Sadece Çam Ağacı mı Dikiliyor?
Bu iddia gerçeği yansıtmamaktadır. Türkiye ormanlarında meşe, sedir, ladin, kestane, kızılağaç ve gürgen gibi onlarca farklı ağaç türü doğal olarak yayılım göstermektedir. Yeni ağaçlandırma ve ormanlaştırma çalışmaları, bu doğal yapı göz önünde bulundurularak gerçekleştirilir.
Türkiye’deki orman varlığının dağılımı şu şekildedir:
- %30: Meşe
- %23: Kızılçam
- %17: Karaçam
- %7: Sarıçam
- %23: Diğer çeşitli ağaç türleri
Orman Genel Müdürlüğü’nün yürüttüğü YARDOP (Yangına Dirençli Ormanlar Kurma Projesi) kapsamında, her bölgenin kendine özgü iklimi, toprak yapısı, rakımı ve güneşlenme durumu gibi faktörler dikkate alınarak yangına daha dayanıklı ormanlar oluşturulmaktadır. Bu nedenle “her yere her ağaç dikilebilir” şeklindeki bir yaklaşım bilimsel olarak doğru değildir.
Neden Çam Türleri Daha Yaygın?
Çam ağaçları, Türkiye’nin coğrafi yapısında doğal olarak en geniş yayılışı gösteren türlerdendir. Az su ihtiyacı duymaları ve yangın sonrası kendilerini yenileme yetenekleri, onları ekosistemin önemli bir parçası yapar. Örneğin, kızılçam (Pinus Brutia), yangın sırasında ısının etkisiyle kozalaklarını açarak tohumlarını toprağa bırakır. İlk yağmurlarla birlikte bu tohumlar çimlenir ve yeni fidanlar filizlenir. Bu özellik, kızılçamı Akdeniz ikliminin bir mucizesi haline getirir.
Çamlar Marshall Yardımıyla mı Getirildi?
Bu iddia tamamen asılsızdır. Anadolu’da bulunan 20 milyon yıllık çam fosilleri, bu türlerin ülkemizin doğal bitki örtüsünün bir parçası olduğunu kanıtlamaktadır. Hatta kızılçam, dünya literatüründe “Turkish Red Pine” olarak bilinir ve anavatanı bu topraklardır.
Neden Zeytin veya Badem Ormanı Kurulmuyor?

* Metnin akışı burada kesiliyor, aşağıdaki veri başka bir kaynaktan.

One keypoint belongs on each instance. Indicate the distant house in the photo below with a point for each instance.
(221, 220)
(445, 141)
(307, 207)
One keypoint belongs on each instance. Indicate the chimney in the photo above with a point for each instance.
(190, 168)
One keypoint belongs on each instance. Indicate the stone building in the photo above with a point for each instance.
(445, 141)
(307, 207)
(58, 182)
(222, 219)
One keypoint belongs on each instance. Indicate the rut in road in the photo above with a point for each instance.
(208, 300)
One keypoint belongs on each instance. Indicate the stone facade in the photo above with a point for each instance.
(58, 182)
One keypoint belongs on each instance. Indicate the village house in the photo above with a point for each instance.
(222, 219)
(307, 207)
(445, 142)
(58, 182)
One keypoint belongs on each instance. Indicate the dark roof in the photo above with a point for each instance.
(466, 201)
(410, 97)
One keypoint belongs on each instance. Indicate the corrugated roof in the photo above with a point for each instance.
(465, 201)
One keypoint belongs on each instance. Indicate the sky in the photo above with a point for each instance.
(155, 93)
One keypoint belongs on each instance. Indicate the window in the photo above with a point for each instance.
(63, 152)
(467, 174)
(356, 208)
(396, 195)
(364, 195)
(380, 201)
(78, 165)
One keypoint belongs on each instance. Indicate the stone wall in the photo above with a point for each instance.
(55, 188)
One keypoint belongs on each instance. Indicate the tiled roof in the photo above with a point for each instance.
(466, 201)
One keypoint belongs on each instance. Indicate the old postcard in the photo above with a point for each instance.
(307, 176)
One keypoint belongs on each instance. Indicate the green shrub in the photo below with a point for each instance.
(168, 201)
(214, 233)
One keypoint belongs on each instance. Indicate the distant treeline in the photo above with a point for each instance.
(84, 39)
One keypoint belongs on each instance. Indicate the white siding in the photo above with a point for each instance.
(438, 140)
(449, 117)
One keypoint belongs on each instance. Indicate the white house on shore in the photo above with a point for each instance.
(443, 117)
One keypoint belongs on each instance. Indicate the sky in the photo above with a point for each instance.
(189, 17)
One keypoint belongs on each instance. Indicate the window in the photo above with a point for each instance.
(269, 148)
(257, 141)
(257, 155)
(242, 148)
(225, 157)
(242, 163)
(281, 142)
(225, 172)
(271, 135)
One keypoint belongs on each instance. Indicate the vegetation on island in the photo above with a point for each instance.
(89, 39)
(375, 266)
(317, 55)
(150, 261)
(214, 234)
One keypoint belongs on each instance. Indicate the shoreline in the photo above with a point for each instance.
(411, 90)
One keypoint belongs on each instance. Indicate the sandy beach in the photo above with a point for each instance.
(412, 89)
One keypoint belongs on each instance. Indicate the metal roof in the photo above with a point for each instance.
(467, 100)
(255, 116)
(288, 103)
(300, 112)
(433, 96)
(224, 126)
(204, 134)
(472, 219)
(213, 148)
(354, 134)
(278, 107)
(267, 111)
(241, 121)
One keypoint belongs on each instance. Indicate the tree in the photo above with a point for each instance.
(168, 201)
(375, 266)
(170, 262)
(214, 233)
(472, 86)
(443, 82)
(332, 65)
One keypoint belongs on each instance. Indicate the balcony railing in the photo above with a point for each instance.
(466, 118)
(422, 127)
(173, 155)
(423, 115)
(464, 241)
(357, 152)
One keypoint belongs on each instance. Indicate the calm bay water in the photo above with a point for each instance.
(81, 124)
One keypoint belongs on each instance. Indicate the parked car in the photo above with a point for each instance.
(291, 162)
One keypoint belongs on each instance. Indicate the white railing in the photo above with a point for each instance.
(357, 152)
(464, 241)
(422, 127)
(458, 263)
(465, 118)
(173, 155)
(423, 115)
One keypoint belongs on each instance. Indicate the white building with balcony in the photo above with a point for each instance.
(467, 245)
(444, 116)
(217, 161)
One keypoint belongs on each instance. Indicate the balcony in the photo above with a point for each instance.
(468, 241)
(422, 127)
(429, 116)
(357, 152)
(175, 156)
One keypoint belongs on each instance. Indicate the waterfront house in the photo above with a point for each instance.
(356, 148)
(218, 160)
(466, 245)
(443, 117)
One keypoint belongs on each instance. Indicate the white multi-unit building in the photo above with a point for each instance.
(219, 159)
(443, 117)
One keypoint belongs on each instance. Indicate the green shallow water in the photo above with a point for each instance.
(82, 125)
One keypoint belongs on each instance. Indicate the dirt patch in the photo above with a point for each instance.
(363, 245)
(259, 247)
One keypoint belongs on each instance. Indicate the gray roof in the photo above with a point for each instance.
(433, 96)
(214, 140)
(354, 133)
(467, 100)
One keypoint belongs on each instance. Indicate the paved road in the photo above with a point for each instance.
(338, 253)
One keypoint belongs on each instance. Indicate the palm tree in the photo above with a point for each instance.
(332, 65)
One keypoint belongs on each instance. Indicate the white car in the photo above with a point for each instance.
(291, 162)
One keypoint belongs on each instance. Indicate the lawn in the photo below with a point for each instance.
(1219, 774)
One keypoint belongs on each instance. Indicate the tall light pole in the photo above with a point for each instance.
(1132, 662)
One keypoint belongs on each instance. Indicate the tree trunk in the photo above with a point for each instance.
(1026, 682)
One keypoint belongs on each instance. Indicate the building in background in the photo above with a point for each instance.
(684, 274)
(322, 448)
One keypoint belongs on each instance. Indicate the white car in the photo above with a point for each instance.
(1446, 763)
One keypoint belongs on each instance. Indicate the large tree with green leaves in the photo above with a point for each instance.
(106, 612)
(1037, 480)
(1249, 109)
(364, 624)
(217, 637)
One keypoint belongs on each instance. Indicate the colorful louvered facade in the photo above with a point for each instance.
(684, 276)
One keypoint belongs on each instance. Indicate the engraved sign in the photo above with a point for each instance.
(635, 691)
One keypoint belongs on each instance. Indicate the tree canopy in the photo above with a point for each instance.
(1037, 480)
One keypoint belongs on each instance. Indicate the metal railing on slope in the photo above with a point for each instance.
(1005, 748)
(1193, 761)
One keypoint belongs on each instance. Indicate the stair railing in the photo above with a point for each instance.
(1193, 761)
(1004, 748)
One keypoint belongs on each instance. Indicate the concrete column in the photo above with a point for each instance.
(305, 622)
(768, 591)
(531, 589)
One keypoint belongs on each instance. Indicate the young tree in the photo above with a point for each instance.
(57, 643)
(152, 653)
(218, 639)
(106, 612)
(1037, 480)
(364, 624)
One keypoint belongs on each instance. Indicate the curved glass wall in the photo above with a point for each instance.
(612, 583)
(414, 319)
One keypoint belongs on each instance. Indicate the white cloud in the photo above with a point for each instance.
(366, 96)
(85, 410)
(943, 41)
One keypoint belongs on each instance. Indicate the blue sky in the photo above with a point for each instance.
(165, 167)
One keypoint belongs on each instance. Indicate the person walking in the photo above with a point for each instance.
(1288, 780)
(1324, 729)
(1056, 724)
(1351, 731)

Ormanlarımızda doğal olarak meyveli türler bulunsa da, bu ağaçlarla geniş çaplı bir orman ekosistemi kurmak mümkün değildir. Zeytin ve badem gibi türler, orman ağacı olmaktan çok tarımsal faaliyetlere uygun bitkilerdir. Ormanlaştırma için uygun olmamalarının başlıca nedenleri şunlardır:
- Sulama ve gübreleme gibi yoğun bakım gerektirirler.
- Yangına karşı oldukça hassastırlar.
- Seyrek dikildikleri için erozyonu önlemede yetersiz kalırlar.

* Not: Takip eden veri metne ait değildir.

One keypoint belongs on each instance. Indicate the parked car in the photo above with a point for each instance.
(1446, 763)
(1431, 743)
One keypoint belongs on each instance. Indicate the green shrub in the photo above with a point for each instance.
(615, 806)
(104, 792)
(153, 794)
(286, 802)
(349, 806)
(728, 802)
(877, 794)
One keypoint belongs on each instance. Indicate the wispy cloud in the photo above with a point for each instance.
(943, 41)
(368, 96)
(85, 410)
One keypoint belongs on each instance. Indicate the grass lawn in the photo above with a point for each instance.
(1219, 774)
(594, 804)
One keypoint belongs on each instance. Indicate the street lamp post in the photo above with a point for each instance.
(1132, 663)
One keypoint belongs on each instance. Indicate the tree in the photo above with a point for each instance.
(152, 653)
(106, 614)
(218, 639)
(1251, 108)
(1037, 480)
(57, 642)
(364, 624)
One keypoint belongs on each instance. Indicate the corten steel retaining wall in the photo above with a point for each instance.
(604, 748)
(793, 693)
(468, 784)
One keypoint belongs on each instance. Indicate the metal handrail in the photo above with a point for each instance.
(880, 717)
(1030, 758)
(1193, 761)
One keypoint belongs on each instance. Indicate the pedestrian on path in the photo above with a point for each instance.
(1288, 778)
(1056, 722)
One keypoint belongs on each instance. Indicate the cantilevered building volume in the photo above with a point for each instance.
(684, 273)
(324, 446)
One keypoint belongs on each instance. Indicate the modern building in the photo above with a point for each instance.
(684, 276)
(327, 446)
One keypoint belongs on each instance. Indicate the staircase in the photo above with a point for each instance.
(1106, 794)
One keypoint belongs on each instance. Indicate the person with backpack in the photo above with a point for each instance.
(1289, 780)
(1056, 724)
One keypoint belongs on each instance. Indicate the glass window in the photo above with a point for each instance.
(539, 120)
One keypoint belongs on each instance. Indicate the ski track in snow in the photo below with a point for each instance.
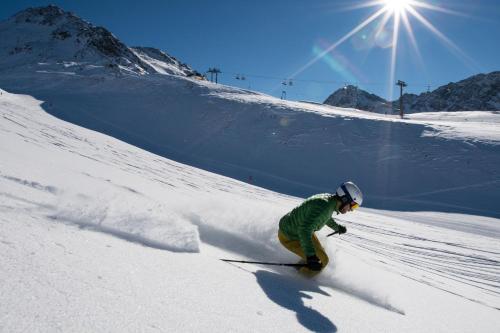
(89, 180)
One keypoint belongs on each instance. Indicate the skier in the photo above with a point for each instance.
(296, 229)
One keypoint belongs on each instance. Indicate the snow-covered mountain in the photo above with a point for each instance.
(100, 236)
(50, 39)
(353, 97)
(291, 147)
(477, 93)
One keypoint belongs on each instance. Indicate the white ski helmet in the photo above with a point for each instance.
(349, 193)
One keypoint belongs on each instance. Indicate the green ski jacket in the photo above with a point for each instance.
(308, 217)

- Oksijen üretimi ve karbon tutma gibi ekosistem hizmetleri açısından diğer orman ağaçlarına göre daha düşük performans gösterirler.
Bununla birlikte, OGM, orman köylüsünü ve çiftçileri desteklemek amacıyla zeytin, badem ve ceviz gibi gelir getirici türlerin ekimi için çeşitli teşvikler sağlamaktadır.
Sonuç: Doğayla Uyum İçinde Bilimsel Yaklaşım
Orman Genel Müdürlüğü, her ağacın kendi coğrafyasıyla bir denge içinde olduğunu vurgulamaktadır. Bu nedenle tüm ağaçlandırma faaliyetleri, bilimsel veriler ışığında ve yerel ekosisteme uyumlu türler seçilerek yürütülmektedir.
Doğayla inatlaşılmaz, doğayla uyum içinde çalışılır.